What is a Resident Virus?
A resident virus is one of the most common types of computer infections. It functions by installing malicious code into the memory of your computer, infecting current programs and any others you may install in the future. In order to achieve this, the resident virus needs to find a method to allocate memory for itself, meaning it must find somewhere to hide. Additionally, it must establish a process that activates the resident code to begin infecting other files.

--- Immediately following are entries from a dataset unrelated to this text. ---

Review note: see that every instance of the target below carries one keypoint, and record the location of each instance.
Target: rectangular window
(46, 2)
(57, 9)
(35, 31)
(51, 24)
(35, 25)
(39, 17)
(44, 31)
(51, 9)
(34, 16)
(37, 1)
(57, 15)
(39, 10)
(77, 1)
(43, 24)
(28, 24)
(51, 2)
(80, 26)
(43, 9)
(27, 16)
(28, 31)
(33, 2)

A resident virus may use a number of different techniques to spread it's infection. One of the most overlooked methods involves the TSR (Terminate-Stay-Resident) interrupt function. While this method is the easiest to invoke infection, it is also easily detected by a virus scanner. A more desired technique involves the manipulation of MBCs (memory control blocks). Lastly, a virus needs to attach itself to specific interrupts in order to launch the resident code. For instance, if a virus is programmed to activate each time a program is run, it must be hooked to interrupt functions designated for loading and executing that particular application.
Structure of the Virus
The replication module within a resident virus is quite similar to that of a nonresident infection. The virus loads the replication module into computer memory when executing, ensuring that it is launched each time the operating system is requested to perform a particular function. For instance, the replication module may called upon a WPD. word file. In this scenario, the resident virus may eventually infect every program suited for the executable file on the computer.
Resident viruses are composed of two primary categories: fast infectors and slow infectors. Fast infectors are specifically designed to corrupt as many files it can as quickly as possible. In simpler terms, it has the ability to infect every host file accessed on the computer. This complex structure creates a significant problem for anti-virus programs as many of the scanners they employ are designed to check every host file when conducting a full-system scan. If the scan fails to detect that such a virus resides in the memory, the infection can then "piggy-back" on the scanner and infect any file it searches.
Slow infectors are designed to infrequently infect hosts. For example, they often only infect files that are copied. They are able to limit their activity in order to avoid the detection of a user. Slow infectors gradually falter the performance of your computer, giving little indication to the presence of a virus. Because of this, they aren't very effective and are easily detected by a virus scanner.
Methods of Detection
In many instances, a resident virus can be detected by the average computer user. This is done by referring to the map of your local hard drive. The recommended and more efficient method involves installing an anti-virus program with in-depth scanning capability.